8.2.4 dd - block copy and convert

The dd command allows you to copy from raw devices, such as disks and tapes, specifying the input and output block sizes. dd was originally known as the disk-to-disk copy program. With dd you can also convert between different formats, for example, EBCDIC to ASCII, or swap byte order, etc.


dd [if=input_device] [of=output_device] [operand=value]

Common Options

if=input_device the input file or device

of=output_device the output file or device

If the input or output devices are not specified they default to standard input and standard output, respectively.

Operands can include:

ibs=n input block size (defaults to 512 byte blocks)

obs=n output block size (defaults to 512 byte blocks)

bs=n sets both input and output block sizes

files=n copy n input files

skip=n skip n input blocks before starting to copy

count=n only copy n input blocks

conv=value[,value] where value can include:

ascii convert EBCDIC to ASCII

ebcdic convert from ASCII to EBCDIC

lcase convert upper case characters to lower case

ucase convert lower case characters to upper case

swab swap every pair of bytes of input data

noerror don't stop processing on an input error

sync pad every input block to the size of ibs, appending null bytes as needed

Block sizes are specified in bytes and may end in k, b, or w to indicate 1024 (kilo), 512 (block), or 2 (word), respectively.

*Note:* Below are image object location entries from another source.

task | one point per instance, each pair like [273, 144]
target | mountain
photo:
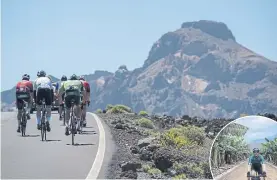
[199, 69]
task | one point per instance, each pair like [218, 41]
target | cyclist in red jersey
[24, 91]
[87, 98]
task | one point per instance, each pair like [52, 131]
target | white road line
[97, 164]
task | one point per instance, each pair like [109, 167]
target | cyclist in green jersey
[256, 162]
[73, 89]
[61, 98]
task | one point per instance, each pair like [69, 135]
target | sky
[64, 37]
[259, 127]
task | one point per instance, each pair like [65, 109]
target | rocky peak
[216, 29]
[121, 72]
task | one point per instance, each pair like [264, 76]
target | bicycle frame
[23, 122]
[72, 121]
[256, 176]
[43, 124]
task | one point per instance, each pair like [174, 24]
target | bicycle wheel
[72, 124]
[42, 130]
[63, 116]
[23, 126]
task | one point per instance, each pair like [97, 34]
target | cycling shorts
[46, 94]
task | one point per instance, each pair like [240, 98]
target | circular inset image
[246, 148]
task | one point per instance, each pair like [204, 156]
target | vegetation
[269, 150]
[119, 108]
[230, 146]
[143, 113]
[147, 123]
[183, 136]
[98, 111]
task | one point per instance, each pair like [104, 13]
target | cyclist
[43, 89]
[86, 97]
[256, 163]
[61, 98]
[73, 89]
[24, 90]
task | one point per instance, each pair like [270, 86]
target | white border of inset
[220, 132]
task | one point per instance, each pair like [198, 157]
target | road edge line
[271, 165]
[228, 171]
[99, 158]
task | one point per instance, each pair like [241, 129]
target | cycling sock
[38, 120]
[48, 118]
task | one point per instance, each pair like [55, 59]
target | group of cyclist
[74, 88]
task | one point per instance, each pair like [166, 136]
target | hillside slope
[199, 70]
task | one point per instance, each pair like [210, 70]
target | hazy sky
[80, 36]
[259, 127]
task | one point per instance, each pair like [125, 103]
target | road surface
[239, 173]
[30, 158]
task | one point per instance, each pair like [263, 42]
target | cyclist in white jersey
[43, 89]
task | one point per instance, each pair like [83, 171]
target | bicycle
[23, 122]
[43, 124]
[63, 113]
[256, 176]
[72, 121]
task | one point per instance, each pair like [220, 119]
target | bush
[120, 109]
[146, 167]
[174, 137]
[109, 107]
[195, 134]
[147, 123]
[154, 171]
[98, 111]
[143, 113]
[180, 176]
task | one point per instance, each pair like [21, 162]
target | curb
[228, 171]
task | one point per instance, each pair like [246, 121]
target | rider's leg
[48, 103]
[19, 105]
[77, 111]
[84, 112]
[38, 107]
[30, 100]
[61, 106]
[67, 115]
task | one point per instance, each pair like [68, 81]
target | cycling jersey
[255, 160]
[24, 86]
[42, 83]
[72, 85]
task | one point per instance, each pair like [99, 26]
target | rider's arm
[88, 91]
[35, 90]
[249, 160]
[262, 159]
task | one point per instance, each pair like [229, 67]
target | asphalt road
[239, 173]
[30, 158]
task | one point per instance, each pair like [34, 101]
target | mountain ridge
[199, 70]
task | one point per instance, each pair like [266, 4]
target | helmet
[82, 78]
[256, 150]
[49, 78]
[74, 77]
[64, 78]
[26, 77]
[41, 73]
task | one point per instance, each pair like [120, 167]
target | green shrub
[119, 108]
[194, 134]
[98, 111]
[174, 137]
[143, 113]
[153, 171]
[147, 123]
[109, 107]
[180, 176]
[146, 167]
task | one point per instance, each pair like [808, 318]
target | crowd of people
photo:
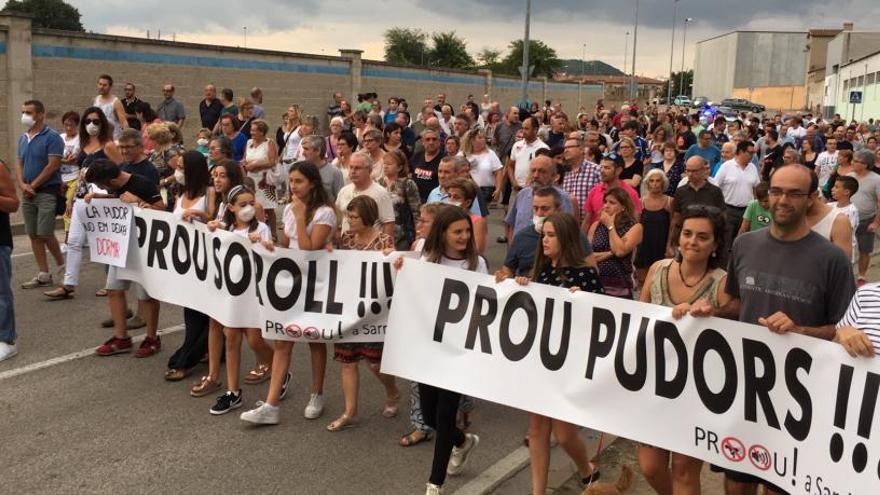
[652, 204]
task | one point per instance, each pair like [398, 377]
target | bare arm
[8, 197]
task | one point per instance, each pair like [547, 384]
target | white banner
[108, 224]
[795, 411]
[341, 296]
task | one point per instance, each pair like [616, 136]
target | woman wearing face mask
[69, 165]
[240, 218]
[560, 261]
[614, 238]
[309, 224]
[693, 275]
[195, 203]
[462, 193]
[225, 175]
[259, 157]
[405, 196]
[96, 142]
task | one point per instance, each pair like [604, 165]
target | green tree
[489, 57]
[52, 14]
[450, 51]
[541, 56]
[679, 86]
[406, 46]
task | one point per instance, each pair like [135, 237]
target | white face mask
[539, 223]
[246, 213]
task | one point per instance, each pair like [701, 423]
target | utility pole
[525, 67]
[671, 52]
[682, 89]
[633, 90]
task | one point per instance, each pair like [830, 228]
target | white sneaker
[315, 407]
[460, 455]
[7, 350]
[264, 414]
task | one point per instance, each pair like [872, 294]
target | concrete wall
[61, 69]
[770, 59]
[714, 68]
[775, 98]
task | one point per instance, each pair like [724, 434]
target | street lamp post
[671, 51]
[687, 20]
[633, 89]
[525, 67]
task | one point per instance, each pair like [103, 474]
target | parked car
[743, 104]
[700, 102]
[681, 101]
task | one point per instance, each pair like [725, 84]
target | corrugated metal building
[767, 67]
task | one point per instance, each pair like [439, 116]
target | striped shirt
[864, 313]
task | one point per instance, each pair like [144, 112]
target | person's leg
[39, 250]
[7, 309]
[567, 436]
[350, 385]
[318, 355]
[280, 367]
[539, 451]
[448, 435]
[233, 357]
[686, 474]
[151, 316]
[654, 463]
[215, 349]
[261, 349]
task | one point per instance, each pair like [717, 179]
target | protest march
[716, 311]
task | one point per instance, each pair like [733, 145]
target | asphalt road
[77, 423]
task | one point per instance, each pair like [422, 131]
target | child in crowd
[240, 218]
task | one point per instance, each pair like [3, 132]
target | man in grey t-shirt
[786, 278]
[866, 201]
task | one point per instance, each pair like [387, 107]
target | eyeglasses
[793, 193]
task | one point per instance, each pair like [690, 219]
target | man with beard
[786, 278]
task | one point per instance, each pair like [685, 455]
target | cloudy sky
[324, 26]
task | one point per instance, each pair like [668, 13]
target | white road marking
[73, 356]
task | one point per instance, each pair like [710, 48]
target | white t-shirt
[262, 230]
[375, 191]
[522, 154]
[462, 264]
[483, 168]
[324, 215]
[737, 184]
[70, 171]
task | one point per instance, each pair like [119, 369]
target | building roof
[597, 79]
[750, 31]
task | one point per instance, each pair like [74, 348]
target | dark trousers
[195, 341]
[439, 408]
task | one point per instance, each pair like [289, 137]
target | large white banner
[108, 224]
[341, 296]
[795, 411]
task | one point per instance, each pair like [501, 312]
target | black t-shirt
[425, 173]
[142, 188]
[143, 168]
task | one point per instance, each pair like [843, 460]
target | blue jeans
[7, 312]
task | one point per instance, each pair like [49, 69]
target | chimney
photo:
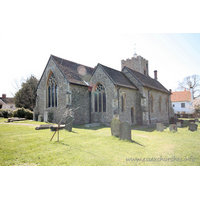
[155, 75]
[3, 96]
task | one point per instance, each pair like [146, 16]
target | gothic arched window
[151, 104]
[100, 99]
[52, 91]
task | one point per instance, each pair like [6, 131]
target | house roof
[118, 78]
[181, 96]
[74, 72]
[147, 81]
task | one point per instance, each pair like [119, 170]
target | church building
[101, 93]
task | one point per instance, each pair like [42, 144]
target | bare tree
[191, 82]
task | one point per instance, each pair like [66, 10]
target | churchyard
[22, 145]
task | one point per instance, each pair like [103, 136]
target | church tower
[136, 63]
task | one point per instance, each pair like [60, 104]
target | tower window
[100, 99]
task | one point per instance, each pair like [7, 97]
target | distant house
[7, 102]
[182, 101]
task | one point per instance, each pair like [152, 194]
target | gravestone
[69, 123]
[45, 116]
[160, 127]
[55, 127]
[173, 127]
[185, 123]
[125, 133]
[40, 118]
[193, 127]
[178, 124]
[115, 125]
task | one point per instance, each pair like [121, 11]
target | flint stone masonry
[160, 127]
[79, 96]
[125, 133]
[173, 127]
[193, 127]
[115, 125]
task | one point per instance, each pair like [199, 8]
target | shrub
[6, 113]
[28, 114]
[19, 112]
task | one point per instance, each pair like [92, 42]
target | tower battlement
[137, 63]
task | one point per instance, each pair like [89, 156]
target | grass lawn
[23, 145]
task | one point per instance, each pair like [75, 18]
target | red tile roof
[181, 96]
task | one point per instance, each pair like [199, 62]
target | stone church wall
[100, 77]
[158, 115]
[80, 102]
[41, 100]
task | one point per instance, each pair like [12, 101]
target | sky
[92, 32]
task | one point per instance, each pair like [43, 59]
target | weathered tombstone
[160, 127]
[125, 132]
[115, 125]
[193, 127]
[69, 123]
[40, 118]
[55, 127]
[173, 127]
[45, 116]
[185, 123]
[178, 124]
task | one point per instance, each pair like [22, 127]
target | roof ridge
[71, 61]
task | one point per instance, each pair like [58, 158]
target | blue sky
[89, 33]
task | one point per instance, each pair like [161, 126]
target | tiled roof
[8, 100]
[118, 77]
[74, 72]
[181, 96]
[147, 81]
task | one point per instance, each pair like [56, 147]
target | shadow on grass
[90, 128]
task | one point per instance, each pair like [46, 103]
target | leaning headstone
[178, 124]
[160, 127]
[55, 127]
[193, 127]
[125, 133]
[45, 116]
[186, 123]
[115, 125]
[173, 127]
[69, 123]
[40, 118]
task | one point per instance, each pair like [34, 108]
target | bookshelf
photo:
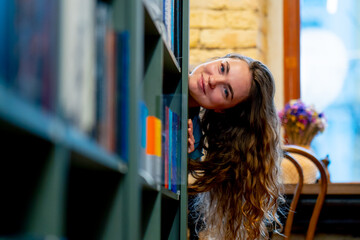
[93, 119]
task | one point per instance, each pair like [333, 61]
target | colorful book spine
[166, 149]
[152, 164]
[122, 94]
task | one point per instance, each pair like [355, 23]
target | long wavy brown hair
[238, 184]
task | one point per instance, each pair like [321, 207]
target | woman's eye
[226, 91]
[222, 68]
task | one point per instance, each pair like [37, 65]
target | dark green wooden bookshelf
[59, 182]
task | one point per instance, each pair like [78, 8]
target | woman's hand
[191, 139]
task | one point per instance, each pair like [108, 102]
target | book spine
[166, 146]
[122, 82]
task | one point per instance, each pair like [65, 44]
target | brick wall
[218, 27]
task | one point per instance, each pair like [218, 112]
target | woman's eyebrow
[227, 67]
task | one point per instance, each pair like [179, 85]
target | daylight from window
[330, 80]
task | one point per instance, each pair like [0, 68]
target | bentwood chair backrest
[296, 196]
[288, 150]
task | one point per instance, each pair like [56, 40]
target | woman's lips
[202, 85]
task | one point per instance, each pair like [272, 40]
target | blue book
[170, 146]
[122, 80]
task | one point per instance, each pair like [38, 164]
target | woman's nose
[215, 80]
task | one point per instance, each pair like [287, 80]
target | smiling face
[219, 84]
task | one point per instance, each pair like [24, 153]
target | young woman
[237, 182]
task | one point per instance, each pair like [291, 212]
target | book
[29, 50]
[122, 94]
[105, 128]
[77, 64]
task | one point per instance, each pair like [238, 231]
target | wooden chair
[288, 149]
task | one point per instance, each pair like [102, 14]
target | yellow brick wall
[218, 27]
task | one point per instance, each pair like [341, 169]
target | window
[330, 80]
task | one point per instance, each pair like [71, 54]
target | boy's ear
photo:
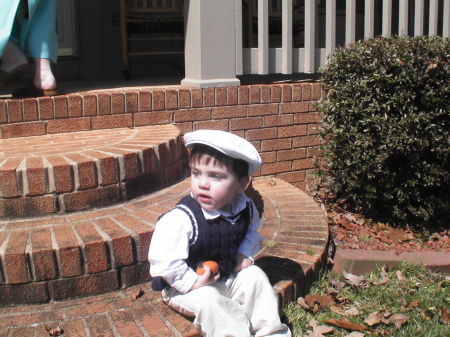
[244, 183]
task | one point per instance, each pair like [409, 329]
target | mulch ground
[353, 231]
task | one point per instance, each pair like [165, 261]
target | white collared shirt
[169, 247]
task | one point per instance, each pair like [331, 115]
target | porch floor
[80, 84]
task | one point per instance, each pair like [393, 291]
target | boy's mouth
[205, 199]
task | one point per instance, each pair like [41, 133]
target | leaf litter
[354, 317]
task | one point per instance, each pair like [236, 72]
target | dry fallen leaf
[318, 331]
[346, 324]
[399, 320]
[373, 319]
[384, 279]
[352, 312]
[353, 280]
[355, 334]
[338, 285]
[54, 331]
[323, 301]
[138, 294]
[445, 315]
[301, 302]
[400, 276]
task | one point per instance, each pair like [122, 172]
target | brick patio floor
[296, 236]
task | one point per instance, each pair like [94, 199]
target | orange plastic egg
[210, 264]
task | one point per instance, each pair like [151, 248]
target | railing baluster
[419, 17]
[239, 34]
[263, 37]
[310, 35]
[387, 18]
[286, 60]
[432, 30]
[286, 43]
[350, 21]
[330, 37]
[403, 18]
[369, 18]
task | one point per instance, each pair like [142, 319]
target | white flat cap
[227, 143]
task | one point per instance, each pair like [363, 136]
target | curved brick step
[74, 171]
[102, 250]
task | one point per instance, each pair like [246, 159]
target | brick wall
[279, 119]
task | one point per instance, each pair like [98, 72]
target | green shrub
[386, 127]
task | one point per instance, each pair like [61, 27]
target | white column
[350, 21]
[210, 44]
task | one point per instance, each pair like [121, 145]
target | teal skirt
[32, 25]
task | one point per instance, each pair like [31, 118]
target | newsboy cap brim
[227, 143]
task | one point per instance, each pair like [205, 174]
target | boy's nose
[203, 183]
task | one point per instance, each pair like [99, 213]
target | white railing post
[369, 18]
[263, 37]
[432, 27]
[387, 18]
[286, 42]
[310, 35]
[403, 18]
[446, 21]
[419, 17]
[210, 44]
[330, 27]
[239, 34]
[350, 21]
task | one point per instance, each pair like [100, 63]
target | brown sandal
[31, 90]
[9, 77]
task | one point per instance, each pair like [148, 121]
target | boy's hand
[206, 279]
[242, 262]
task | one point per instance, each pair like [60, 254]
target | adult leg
[252, 289]
[41, 42]
[215, 315]
[12, 57]
[14, 62]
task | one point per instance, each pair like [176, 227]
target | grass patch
[408, 300]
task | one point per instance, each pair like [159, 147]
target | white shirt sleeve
[252, 241]
[169, 248]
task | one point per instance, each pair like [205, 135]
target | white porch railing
[373, 17]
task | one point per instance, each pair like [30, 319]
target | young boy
[217, 222]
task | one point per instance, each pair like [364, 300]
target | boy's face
[214, 185]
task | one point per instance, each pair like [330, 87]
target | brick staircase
[78, 208]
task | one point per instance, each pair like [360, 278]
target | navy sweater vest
[212, 240]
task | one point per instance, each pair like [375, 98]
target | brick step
[56, 257]
[69, 172]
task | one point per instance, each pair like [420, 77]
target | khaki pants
[243, 305]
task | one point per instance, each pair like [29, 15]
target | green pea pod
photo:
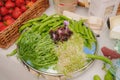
[96, 77]
[48, 18]
[12, 53]
[44, 16]
[24, 26]
[105, 59]
[108, 76]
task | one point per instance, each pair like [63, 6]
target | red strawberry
[9, 4]
[1, 24]
[23, 8]
[33, 0]
[10, 11]
[29, 4]
[9, 21]
[0, 18]
[16, 13]
[3, 11]
[7, 17]
[2, 28]
[1, 3]
[19, 2]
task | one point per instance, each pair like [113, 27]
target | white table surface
[12, 69]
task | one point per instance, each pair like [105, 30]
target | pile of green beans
[34, 42]
[84, 31]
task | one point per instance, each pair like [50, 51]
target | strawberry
[16, 13]
[2, 28]
[7, 17]
[33, 0]
[9, 4]
[1, 3]
[0, 18]
[23, 8]
[29, 4]
[9, 21]
[3, 11]
[19, 2]
[10, 10]
[1, 24]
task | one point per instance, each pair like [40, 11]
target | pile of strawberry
[10, 10]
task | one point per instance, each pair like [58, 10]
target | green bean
[96, 77]
[91, 34]
[80, 26]
[56, 25]
[37, 19]
[46, 23]
[12, 53]
[65, 18]
[108, 76]
[24, 26]
[48, 18]
[100, 58]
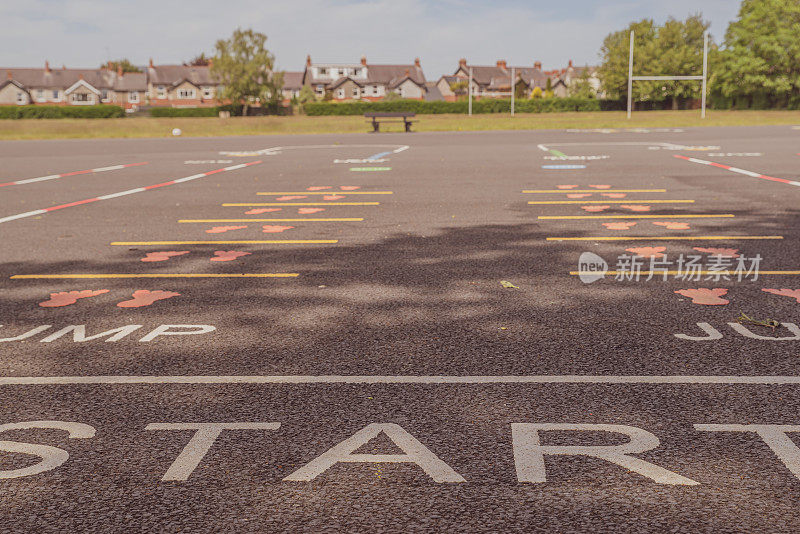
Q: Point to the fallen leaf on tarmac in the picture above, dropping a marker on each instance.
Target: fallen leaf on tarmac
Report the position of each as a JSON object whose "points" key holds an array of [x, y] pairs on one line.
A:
{"points": [[769, 323]]}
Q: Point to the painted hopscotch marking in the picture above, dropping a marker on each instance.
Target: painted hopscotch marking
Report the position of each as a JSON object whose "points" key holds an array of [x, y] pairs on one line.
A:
{"points": [[669, 238], [128, 192], [331, 192], [352, 219], [689, 216], [403, 379], [246, 204], [542, 191], [739, 171], [628, 201], [153, 275], [246, 242], [74, 173]]}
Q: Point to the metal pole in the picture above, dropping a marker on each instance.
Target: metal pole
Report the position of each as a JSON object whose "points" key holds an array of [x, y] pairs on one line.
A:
{"points": [[630, 78], [470, 91], [513, 90], [705, 75]]}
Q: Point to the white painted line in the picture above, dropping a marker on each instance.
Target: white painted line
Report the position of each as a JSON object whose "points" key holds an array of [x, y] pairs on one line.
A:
{"points": [[403, 379]]}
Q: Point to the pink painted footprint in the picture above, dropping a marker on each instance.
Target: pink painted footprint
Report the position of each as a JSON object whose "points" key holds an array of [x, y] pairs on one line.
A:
{"points": [[256, 211], [163, 256], [595, 209], [275, 228], [791, 293], [223, 229], [673, 225], [144, 297], [619, 225], [706, 297], [65, 298], [725, 252], [657, 252], [228, 255]]}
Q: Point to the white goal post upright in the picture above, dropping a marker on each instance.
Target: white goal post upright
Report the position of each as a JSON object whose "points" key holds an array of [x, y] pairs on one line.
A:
{"points": [[703, 78]]}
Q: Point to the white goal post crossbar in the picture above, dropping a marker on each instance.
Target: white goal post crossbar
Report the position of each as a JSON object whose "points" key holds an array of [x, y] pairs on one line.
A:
{"points": [[703, 78]]}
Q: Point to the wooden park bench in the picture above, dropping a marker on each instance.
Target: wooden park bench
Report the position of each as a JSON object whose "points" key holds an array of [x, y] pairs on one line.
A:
{"points": [[399, 116]]}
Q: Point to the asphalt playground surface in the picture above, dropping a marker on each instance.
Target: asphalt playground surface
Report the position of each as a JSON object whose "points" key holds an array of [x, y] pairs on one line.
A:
{"points": [[358, 312]]}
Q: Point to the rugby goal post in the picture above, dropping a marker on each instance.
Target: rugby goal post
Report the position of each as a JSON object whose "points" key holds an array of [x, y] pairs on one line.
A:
{"points": [[703, 78]]}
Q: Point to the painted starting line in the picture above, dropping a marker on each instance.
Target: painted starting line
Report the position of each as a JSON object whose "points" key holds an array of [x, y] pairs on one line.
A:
{"points": [[74, 173], [737, 170], [403, 379], [123, 193]]}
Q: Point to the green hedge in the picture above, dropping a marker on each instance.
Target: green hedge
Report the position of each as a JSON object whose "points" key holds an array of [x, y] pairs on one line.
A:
{"points": [[488, 105], [61, 112]]}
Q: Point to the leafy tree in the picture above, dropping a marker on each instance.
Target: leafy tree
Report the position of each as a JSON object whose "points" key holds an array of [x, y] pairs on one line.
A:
{"points": [[761, 59], [676, 48], [245, 69], [199, 61], [306, 95], [126, 65]]}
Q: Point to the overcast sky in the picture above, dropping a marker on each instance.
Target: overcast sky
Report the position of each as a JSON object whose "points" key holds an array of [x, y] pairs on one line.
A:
{"points": [[85, 33]]}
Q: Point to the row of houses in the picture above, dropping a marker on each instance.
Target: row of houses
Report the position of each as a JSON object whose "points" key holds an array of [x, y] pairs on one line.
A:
{"points": [[195, 86]]}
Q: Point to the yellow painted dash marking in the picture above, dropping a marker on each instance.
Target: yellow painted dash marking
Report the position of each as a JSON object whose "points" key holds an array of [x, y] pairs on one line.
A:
{"points": [[248, 242], [629, 201], [247, 204], [157, 275], [352, 219], [542, 191], [326, 193], [669, 238], [677, 273], [688, 216]]}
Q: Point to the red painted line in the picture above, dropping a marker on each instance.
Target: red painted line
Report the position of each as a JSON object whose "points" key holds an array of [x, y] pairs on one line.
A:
{"points": [[159, 185], [77, 203]]}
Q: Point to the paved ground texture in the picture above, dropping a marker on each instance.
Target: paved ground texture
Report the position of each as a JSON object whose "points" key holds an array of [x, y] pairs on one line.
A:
{"points": [[398, 332]]}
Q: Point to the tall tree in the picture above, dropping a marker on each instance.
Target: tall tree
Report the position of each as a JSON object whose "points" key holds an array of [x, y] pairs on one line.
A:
{"points": [[761, 59], [245, 69]]}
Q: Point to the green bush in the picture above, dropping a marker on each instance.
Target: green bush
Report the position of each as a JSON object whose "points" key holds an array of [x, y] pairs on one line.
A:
{"points": [[104, 111], [488, 105]]}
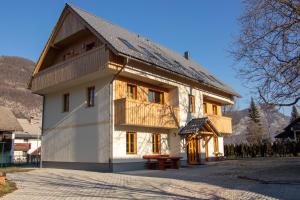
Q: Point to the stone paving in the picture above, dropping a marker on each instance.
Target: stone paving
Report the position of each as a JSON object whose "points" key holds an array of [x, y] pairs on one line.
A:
{"points": [[246, 179]]}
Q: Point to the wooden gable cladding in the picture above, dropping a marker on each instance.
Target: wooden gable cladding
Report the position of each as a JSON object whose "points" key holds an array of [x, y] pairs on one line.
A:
{"points": [[77, 67], [69, 26], [136, 113], [142, 90]]}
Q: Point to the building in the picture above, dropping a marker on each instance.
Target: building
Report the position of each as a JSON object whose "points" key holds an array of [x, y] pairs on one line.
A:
{"points": [[112, 96], [8, 125], [27, 141], [292, 131]]}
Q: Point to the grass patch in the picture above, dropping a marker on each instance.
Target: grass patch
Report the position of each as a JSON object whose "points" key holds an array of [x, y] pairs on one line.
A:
{"points": [[8, 187], [14, 169]]}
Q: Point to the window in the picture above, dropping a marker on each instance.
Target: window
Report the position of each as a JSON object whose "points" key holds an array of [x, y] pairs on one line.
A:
{"points": [[148, 53], [90, 46], [216, 144], [128, 44], [205, 108], [91, 96], [155, 96], [66, 98], [156, 138], [191, 103], [215, 109], [131, 91], [131, 142]]}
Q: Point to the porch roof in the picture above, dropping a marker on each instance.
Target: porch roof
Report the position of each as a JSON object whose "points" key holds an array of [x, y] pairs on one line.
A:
{"points": [[199, 125]]}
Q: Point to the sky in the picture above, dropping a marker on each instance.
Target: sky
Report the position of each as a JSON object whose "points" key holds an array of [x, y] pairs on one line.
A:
{"points": [[206, 28]]}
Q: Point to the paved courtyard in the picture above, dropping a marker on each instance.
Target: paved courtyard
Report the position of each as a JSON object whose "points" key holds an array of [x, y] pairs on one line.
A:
{"points": [[245, 179]]}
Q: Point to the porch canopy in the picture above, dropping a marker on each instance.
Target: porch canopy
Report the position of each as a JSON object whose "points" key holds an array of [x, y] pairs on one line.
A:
{"points": [[200, 126]]}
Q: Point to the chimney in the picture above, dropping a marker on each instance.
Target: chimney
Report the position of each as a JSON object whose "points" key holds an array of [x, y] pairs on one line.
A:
{"points": [[186, 55]]}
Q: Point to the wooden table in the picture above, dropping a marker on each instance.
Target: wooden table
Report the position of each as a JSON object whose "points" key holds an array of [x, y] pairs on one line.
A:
{"points": [[163, 160]]}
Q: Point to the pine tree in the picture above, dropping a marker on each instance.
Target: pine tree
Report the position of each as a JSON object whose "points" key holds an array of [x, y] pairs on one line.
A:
{"points": [[254, 112], [294, 113]]}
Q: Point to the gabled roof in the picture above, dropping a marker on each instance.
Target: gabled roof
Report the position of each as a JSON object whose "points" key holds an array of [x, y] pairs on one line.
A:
{"points": [[196, 125], [288, 132], [123, 42], [136, 46], [8, 121]]}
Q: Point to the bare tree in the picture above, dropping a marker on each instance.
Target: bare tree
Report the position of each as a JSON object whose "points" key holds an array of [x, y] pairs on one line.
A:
{"points": [[269, 47]]}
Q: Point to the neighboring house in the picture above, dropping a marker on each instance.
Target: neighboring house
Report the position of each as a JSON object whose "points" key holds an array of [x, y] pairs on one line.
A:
{"points": [[292, 131], [8, 125], [28, 140], [112, 96]]}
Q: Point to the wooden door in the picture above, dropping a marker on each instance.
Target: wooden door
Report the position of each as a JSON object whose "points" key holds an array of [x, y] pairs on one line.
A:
{"points": [[193, 150]]}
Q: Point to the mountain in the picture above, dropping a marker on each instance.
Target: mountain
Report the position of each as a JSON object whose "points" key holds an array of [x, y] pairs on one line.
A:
{"points": [[15, 73], [272, 119]]}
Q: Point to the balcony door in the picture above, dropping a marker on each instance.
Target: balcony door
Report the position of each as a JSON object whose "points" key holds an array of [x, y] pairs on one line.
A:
{"points": [[193, 150]]}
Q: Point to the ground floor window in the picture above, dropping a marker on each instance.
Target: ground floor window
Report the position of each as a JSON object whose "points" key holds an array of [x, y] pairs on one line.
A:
{"points": [[131, 142], [156, 142], [216, 144]]}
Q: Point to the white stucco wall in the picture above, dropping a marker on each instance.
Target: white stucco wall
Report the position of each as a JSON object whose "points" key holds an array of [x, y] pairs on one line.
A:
{"points": [[82, 134], [144, 146]]}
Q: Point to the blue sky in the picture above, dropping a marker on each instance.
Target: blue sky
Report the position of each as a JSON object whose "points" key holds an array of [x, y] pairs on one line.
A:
{"points": [[205, 28]]}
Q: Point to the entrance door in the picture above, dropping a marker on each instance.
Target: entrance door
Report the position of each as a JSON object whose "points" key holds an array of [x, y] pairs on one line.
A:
{"points": [[193, 151]]}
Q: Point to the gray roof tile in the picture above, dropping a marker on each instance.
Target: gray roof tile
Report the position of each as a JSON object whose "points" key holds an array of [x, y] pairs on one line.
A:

To copy files from one tape drive to another:

% dd if=/dev/rmt/0 of=/dev/rmt/1

20+0 records in

20+0 records out

To copy files written on a tape drive on a big endian machine, written with a block size of 20 blocks, to a file on a little endian machine that now has the tape inserted in its drive, we would need to swap pairs of bytes, as in:

% dd if=/dev/rmt/0 of=new_file ibs=20b conv=swab

1072+0 records in

21440+0 records out

Upon completion dd reports the number of whole blocks and partial blocks for both the input and output files.